7. Winter’s end, ignoring omens.
Guy Laramée’s artistic practice revolves around his interest in the quest for both transcendence, and presence in the current moment. His oil paintings depict natural vistas, often lush or shrouded in fog, evocative yet without guise. Softly rendered, there is a distance between the viewer and his tranquil landscapes. The artist’s carved book sculptures are worlds unto themselves. Choosing books that may have become obsolete such as antique encyclopedias, Laramée creates highly detailed scenes of mountains, hillsides, lakes, and hidden doorways, all carved into the pages of the texts he begins with. Subtly painted, the sculptures look more like uncovered secret places than created moments.
"This project was created almost exclusively with the medium of toilet paper. Produced between March 2020 and March 2021, in the city of Montreal, Québec, Canada, it is a pandemic diary, covering the period of the first, second and third waves. The sculptures are made directly to the scale of the toilet paper rolls from which they are crafted, sometimes with the addition of extra pulp of the same paper type. The sets for each tableaux were also built using toilet paper pulp. Theatrically lit, and photographed by Alain Lefort, the 22 scenes, unfold sequentially and together create a final work of 35 feet in length.

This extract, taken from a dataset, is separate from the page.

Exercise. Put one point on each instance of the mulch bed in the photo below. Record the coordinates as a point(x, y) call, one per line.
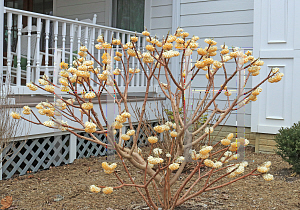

The work intends to capture our mental state throughout the time of this crisis. The poetic texts underneath the images are more akin to mythological prose than social comment. Recalling the form of horizontal Chinese scroll paintings, the work is designed to be viewed either by gradually unrolling and re-rolling it along a table top—or by unscrolling it fully to display on a long table or inclined wall shelf."